Vous avez maintenant 32 ans. Que souhaitez-vous faire durant votre après-carrière ?
J’ai pas mal d’idées pour mon futur. Cependant, toute ma concentration va pour le moment à Mons et à mes prestations sportives. Je suis quelqu’un qui aime se donner à 100% dans ce qu’il fait. Le maintien est quelque chose de très difficile, qui se fait en équipe. J’essaye donc de donner le maximum de moi-même chaque jour pour être prêt le week-end. Il sera l’heure en fin de saison de faire le point et de voir où je veux continuer et de quelle manière.
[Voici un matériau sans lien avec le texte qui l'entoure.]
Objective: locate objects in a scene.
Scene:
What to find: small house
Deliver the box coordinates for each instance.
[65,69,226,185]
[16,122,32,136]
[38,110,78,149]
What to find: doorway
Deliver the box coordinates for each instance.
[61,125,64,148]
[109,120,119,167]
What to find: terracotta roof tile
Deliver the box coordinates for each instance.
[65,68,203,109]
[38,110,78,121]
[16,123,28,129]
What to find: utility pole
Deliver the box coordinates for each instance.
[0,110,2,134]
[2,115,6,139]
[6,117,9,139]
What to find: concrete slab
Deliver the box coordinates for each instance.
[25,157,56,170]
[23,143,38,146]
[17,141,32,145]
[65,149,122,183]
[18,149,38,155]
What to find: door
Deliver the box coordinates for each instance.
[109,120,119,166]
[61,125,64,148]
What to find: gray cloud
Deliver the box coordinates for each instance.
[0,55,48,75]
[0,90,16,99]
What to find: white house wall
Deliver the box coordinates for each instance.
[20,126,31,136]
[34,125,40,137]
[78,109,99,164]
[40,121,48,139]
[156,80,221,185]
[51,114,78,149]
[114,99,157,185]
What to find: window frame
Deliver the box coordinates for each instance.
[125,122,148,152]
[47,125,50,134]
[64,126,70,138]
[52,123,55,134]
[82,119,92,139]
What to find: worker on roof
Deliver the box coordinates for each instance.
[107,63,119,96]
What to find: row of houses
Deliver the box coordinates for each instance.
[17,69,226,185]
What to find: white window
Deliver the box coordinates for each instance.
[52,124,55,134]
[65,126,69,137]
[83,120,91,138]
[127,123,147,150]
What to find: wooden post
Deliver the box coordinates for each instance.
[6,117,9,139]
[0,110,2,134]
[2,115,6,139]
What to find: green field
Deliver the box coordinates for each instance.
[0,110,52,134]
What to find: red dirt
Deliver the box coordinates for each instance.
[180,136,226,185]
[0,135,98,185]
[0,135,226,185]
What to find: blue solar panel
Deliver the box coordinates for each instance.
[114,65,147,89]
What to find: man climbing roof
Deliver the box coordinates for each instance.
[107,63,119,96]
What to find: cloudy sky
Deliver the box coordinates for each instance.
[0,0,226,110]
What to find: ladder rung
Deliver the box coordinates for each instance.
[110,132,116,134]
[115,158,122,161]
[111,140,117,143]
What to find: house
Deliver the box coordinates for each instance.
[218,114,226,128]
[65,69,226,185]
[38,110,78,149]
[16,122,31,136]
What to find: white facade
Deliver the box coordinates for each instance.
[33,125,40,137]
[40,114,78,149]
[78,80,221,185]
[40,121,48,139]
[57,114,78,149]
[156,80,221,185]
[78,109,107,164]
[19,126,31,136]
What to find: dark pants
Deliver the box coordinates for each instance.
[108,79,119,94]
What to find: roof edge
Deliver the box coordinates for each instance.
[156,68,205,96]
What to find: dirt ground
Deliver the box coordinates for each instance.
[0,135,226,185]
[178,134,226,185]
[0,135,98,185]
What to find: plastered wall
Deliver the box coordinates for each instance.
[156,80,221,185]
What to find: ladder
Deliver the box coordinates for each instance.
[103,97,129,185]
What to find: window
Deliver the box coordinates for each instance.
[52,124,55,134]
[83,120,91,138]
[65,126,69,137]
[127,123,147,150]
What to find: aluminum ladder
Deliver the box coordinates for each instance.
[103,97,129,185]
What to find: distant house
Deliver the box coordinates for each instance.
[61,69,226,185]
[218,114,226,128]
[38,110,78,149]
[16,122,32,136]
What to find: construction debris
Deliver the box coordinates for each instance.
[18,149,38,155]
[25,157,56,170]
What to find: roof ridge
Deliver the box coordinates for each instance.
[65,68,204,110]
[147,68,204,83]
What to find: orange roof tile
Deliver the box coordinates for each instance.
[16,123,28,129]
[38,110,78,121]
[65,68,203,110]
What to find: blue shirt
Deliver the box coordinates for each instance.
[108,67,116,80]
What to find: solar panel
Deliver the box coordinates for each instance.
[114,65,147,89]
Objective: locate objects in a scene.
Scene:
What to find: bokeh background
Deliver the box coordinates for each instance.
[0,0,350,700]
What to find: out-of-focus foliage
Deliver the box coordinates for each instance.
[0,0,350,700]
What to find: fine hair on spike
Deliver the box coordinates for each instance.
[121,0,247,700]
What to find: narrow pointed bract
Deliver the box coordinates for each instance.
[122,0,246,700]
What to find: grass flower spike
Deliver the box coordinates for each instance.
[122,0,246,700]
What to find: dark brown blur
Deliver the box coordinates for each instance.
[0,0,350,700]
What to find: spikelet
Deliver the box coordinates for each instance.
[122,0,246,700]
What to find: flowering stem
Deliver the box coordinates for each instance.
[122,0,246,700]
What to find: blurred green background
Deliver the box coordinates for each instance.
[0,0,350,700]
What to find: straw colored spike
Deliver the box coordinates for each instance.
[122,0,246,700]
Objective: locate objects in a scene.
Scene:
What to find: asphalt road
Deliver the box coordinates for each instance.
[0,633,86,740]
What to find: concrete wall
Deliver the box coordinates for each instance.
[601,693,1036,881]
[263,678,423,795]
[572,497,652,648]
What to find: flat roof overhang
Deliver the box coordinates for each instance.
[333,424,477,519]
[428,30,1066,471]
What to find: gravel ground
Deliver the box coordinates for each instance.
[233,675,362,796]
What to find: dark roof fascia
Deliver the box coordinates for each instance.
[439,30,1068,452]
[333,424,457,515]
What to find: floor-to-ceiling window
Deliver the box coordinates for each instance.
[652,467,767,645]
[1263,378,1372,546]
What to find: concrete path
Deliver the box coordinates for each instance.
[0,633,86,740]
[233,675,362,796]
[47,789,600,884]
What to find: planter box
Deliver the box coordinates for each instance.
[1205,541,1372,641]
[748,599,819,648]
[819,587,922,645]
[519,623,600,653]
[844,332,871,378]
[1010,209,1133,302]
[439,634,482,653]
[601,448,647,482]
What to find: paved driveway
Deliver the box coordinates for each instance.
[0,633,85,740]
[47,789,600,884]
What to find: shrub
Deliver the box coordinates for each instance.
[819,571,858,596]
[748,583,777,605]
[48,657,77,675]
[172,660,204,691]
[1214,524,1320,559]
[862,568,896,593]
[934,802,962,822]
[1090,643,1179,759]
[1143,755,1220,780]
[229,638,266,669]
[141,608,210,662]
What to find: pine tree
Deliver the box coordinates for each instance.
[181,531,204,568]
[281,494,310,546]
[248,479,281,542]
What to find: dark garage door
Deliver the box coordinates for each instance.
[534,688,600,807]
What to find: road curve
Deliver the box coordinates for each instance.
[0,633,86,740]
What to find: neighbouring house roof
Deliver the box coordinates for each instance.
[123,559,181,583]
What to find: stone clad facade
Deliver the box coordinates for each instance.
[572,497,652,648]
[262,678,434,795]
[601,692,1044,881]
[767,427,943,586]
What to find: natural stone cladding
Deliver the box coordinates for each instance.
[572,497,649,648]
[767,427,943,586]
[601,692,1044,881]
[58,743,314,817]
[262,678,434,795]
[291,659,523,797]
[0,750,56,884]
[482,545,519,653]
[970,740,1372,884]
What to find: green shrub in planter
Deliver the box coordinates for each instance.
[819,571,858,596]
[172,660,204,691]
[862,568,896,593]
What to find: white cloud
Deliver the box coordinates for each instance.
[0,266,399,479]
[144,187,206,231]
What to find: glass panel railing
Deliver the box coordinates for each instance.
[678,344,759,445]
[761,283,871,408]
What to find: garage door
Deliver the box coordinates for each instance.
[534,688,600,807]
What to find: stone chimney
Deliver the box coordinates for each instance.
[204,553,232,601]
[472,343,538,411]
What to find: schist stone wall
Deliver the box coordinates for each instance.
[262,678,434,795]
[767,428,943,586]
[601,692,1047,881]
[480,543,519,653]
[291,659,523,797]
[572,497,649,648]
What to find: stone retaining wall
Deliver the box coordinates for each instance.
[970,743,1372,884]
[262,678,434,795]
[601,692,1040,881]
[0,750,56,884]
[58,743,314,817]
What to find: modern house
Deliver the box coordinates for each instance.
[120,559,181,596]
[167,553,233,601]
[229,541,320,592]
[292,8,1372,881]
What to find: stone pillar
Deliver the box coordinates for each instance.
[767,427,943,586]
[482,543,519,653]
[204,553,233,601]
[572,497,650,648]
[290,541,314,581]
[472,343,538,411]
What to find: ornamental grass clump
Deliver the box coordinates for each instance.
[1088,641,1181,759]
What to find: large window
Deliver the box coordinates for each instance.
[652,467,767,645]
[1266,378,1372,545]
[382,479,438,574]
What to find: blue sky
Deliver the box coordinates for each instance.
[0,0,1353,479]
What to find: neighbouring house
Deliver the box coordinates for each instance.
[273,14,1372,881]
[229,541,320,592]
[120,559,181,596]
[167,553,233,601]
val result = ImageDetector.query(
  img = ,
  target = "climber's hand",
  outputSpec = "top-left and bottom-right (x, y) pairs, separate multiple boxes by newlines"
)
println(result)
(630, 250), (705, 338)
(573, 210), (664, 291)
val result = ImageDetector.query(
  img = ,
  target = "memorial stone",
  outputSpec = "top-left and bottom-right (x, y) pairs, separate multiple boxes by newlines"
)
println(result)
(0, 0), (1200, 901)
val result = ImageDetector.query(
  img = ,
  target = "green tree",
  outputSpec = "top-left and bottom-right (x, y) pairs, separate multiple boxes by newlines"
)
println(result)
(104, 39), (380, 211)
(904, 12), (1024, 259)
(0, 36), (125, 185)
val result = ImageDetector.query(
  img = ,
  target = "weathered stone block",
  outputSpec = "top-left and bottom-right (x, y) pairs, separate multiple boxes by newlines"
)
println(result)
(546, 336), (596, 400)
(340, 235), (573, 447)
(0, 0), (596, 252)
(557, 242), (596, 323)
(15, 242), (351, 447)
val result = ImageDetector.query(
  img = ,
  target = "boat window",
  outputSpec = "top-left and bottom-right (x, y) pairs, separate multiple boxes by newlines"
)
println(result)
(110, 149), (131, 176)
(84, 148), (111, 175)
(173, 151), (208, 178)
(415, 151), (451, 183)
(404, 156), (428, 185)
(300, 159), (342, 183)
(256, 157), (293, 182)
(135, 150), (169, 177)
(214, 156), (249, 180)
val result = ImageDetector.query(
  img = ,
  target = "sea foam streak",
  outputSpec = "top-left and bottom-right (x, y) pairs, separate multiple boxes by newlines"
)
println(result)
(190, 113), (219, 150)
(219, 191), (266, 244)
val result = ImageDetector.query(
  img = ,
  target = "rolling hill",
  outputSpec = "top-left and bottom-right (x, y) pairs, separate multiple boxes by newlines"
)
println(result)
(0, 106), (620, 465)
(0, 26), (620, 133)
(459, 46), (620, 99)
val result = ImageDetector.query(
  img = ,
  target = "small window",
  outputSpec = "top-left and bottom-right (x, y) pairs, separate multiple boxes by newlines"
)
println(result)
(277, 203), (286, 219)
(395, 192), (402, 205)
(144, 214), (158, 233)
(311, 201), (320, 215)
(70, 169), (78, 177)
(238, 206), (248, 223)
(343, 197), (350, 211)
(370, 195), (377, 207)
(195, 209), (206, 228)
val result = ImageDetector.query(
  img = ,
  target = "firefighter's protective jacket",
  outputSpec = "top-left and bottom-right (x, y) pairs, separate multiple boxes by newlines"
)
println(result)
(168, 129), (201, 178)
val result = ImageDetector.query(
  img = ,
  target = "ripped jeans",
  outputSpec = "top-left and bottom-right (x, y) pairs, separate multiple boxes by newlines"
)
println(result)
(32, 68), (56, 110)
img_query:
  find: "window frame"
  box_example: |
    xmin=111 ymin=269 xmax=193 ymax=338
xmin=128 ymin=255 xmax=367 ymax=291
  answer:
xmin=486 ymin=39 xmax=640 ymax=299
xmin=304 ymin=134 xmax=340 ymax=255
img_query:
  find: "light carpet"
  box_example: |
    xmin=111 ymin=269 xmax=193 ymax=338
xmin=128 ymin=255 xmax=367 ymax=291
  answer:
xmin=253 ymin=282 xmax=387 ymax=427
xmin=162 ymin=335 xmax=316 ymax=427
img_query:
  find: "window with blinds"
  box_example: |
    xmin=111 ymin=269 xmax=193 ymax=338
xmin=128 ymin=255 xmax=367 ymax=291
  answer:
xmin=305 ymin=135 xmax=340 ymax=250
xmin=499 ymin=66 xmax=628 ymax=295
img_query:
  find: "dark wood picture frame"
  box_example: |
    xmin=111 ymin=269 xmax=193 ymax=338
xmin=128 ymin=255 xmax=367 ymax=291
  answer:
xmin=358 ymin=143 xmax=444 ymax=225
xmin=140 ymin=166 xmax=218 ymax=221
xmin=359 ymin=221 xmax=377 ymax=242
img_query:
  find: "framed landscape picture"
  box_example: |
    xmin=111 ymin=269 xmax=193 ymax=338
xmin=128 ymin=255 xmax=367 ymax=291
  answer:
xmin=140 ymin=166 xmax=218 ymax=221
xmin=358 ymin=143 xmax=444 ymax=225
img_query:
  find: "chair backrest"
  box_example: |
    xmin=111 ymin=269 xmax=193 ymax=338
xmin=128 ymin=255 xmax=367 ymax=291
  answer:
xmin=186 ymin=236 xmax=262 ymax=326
C’est clair que la carrière d’un footballeur n’est pas éternelle. Quand on a eu de grandes blessures comme moi, c’est normal de penser à son après-carrière. C’est vraiment une chance de savoir que je vais avoir une autre vie professionnelle, c’est plutôt enchantant.
Vous avez fait une carrière sans bruit, de manière discrète. Vous avez souvent été perçu comme un joueur atypique, différent du footballeur type. N’est-ce pas contradictoire avec ce que vivent normalement les joueurs d’Anderlecht, dont vous avez fait partie ?
Je prends cela plutôt comme un compliment. Je suis resté moi-même et c’est une fierté pour moi. J’ai toujours eu pratiquement les mêmes personnes autour de moi, rien n’a véritablement changé. C’est certain qu’à Anderlecht, si l’on n’a pas un statut de star, c’est plus difficile de s’imposer car on aime le strass et les paillettes dans ce club. Anderlecht reste cependant pour moi le club phare en Belgique, que j’allais supporter quand j’étais petit. C’est vraiment un club prestigieux.